The mandate, outlined in a 490-page document, is referred to as an Emergency Temporary Standard (ETS). It establishes a Jan. 4, 2022 deadline for compliance, and requires employees of those companies to be vaccinated or be forced to wear a face covering at work while undergoing regular COVID-19 testing at the employee’s expense.
The Industrial Commission of Arizona (ICA) and the Arizona Attorney General’s Office are pushing back on the mandate which is estimated to cover more than 84 million employees, or about two-thirds of America’s private-sector workforce. OSHA estimates that about 23 million Americans will choose to undergo the vaccination to preserve their jobs.
On Thursday, the ICA issued a statement that Arizona businesses are not bound by OSHA’s mandate unless the commissioners vote to formally adopt a similar policy. Arizona is one of 22 states previously granted federal approval to operate a state plan to address issues typically under the purview of OSHA.
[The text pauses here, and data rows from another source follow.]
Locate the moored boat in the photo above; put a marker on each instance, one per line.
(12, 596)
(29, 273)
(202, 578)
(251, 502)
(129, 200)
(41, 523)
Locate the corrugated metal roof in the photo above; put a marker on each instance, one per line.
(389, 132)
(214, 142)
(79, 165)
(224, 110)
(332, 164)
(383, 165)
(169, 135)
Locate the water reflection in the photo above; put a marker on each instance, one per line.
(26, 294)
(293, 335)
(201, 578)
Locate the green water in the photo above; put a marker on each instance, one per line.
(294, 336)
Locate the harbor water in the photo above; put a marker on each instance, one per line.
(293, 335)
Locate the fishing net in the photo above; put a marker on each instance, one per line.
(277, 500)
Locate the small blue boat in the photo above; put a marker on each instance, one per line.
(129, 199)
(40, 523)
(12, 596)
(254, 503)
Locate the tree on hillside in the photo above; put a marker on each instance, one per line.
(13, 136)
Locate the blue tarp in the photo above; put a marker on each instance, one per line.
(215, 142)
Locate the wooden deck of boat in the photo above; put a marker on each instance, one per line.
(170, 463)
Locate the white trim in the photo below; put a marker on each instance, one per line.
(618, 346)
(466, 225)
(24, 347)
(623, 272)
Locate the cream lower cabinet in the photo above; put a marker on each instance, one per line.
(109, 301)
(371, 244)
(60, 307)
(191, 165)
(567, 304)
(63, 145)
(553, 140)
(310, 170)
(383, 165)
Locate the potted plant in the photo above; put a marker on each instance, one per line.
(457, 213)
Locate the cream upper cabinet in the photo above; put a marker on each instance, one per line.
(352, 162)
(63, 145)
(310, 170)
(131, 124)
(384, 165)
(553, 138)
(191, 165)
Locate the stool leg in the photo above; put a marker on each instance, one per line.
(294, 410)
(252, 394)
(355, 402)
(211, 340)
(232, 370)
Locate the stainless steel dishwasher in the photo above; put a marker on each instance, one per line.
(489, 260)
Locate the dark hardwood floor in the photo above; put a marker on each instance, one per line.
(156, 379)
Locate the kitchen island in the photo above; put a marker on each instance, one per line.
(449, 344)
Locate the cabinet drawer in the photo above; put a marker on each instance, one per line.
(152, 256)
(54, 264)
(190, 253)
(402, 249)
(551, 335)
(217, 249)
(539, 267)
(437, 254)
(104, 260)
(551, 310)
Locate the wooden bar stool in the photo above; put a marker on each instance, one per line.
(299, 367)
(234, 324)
Then on Friday morning, Arizona was one of 11 state plaintiffs in a federal lawsuit filed in the U.S. Eighth Circuit Court of Appeals against President Joe Biden and OSHA to stop the COVID-19 ETS. The petition contends the vaccination mandate “is unconstitutional, unlawful, and unwise” and an attempt to infringe on the States’ powers expressly reserved by the Tenth Amendment.
In addition to Arizona, the attorneys general from Alaska, Arkansas, Iowa, Missouri, Montana, Nebraska, New Hampshire, North Dakota, South Dakota, and Wyoming are plaintiffs.
Also on Friday, State Rep. Steve Kaiser criticized the White House’s support of the workplace vaccine mandate, calling it “an onerous and overreaching policy that will hurt businesses and the people who they employ.”
Kaiser, a Republican who represents LD15 covering north Phoenix and Cave Creek, owns Junk King, a Phoenix area franchise providing removal and hauling services.
“As a small business owner, it’s clear to me that Biden’s policy would force employees to choose between being vaccinated against their will, completing weekly COVID-19 testing (at their own expense), or losing their jobs. That’s wrong,” he said. “It’s more critical than ever that Arizona defend businesses and their employees and ensure their ability to continue making decisions for themselves – instead of liberal politicians in Washington.”
According to Kaiser, state officials are doing the right thing by trying to protect Arizonans who would be harmed by implementation of what he calls a “terrible” mandate. He supports ICA’s position that Arizona -and not OSHA- has had the exclusive responsibility for nearly 50 years for developing and enforcing any occupational safety and health standards within the state.
“Under Arizona’s long-approved state-plan procedures, the Industrial Commission has exclusive authority to decide if, when, and to what extent the State of Arizona will adopt the OSHA vaccination ETS,” the ICA statement reads. “Arizona has a 47-year track record of protecting the safety and health of Arizona’s workers and remains fully committed to this mission.”
The ETS requires employers to determine the vaccination status of each employee, obtain acceptable proof of vaccination, maintain records of each employee’s vaccination status, and maintain a roster of each employee’s vaccination status. It also requires employers to provide employees with a variety of information and literature about COVID-19 and to provide an employee “reasonable time and paid sick leave to recover from side effects experienced following each dose.”
In addition, employers are now mandated to report work-related COVID-19 fatalities to OSHA within 8 hours of learning about them, and work-related COVID-19 in-patient hospitalizations within 24 hours of the employer learning about the hospitalization.
For now, OSHA officials are less confident that smaller employers can implement a mandatory vaccination policy “without undue disruption.” But it appears those smaller businesses could be facing a similar mandate in the future.
“OSHA needs additional time to assess the capacity of smaller employers, and is seeking comment to help the agency make that determination,” it says.